14. Using VECTOR Data

Oracle Database 23ai introduced a new data type VECTOR for artificial intelligence and machine learning search operations. The VECTOR data type is a homogeneous array of 8-bit signed integers, 8-bit unsigned integers, 32-bit floating-point numbers, or 64-bit floating-point numbers.

With the VECTOR data type, you can define the number of dimensions for the data and the storage format for each dimension value in the vector. The possible storage formats include:

  • int8 for 8-bit signed integers

  • binary for 8-bit unsigned integers

  • float32 for 32-bit floating-point numbers

  • float64 for 64-bit floating point numbers

Vectors can also be defined with an arbitrary number of dimensions and formats. This allows you to specify vectors of different dimensions with the various storage formats mentioned above. For example:

CREATE TABLE vector_table (
    vec_data vector
)

14.1. Using FLOAT32, FLOAT64, and INT8 Vectors

To create a table with three columns for vector data:

CREATE TABLE vector_table (
    v32 vector(3, float32),
    v64 vector(3, float64),
    v8  vector(3, int8)
)

In this example, each column can store vector data of three dimensions where each dimension value is of the specified format.
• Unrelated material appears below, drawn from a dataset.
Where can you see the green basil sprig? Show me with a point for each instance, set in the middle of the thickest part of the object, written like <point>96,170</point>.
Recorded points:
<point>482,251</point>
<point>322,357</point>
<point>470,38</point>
14.1.1. Inserting FLOAT32, FLOAT64, and INT8 Vectors

With python-oracledb, vector data can be inserted using Python array.array() objects. Python arrays of type float (32-bit), double (64-bit), or int8_t (8-bit signed integer) are used as bind values when inserting vector columns. For example:

import array

vector_data_32 = array.array("f", [1.625, 1.5, 1.0]) # 32-bit float
vector_data_64 = array.array("d", [11.25, 11.75, 11.5]) # 64-bit float
vector_data_8 = array.array("b", [1, 2, 3]) # 8-bit signed integer

cursor.execute(
    "insert into vector_table (v32, v64, v8) values (:1, :2, :3)",
    [vector_data_32, vector_data_64, vector_data_8]
)

14.1.2. Fetching FLOAT32, FLOAT64, and INT8 Vectors

With python-oracledb, vector columns of int8, float32, and float64 format are fetched as Python array.array() types. For example:

cursor.execute("select * from vector_table")
    for row in cursor:
        print(row)

This prints an output such as:

(array("f", [1.625, 1.5, 1.0]), array("d", [11.25, 11.75, 11.5]), array("b", [1, 2, 3]))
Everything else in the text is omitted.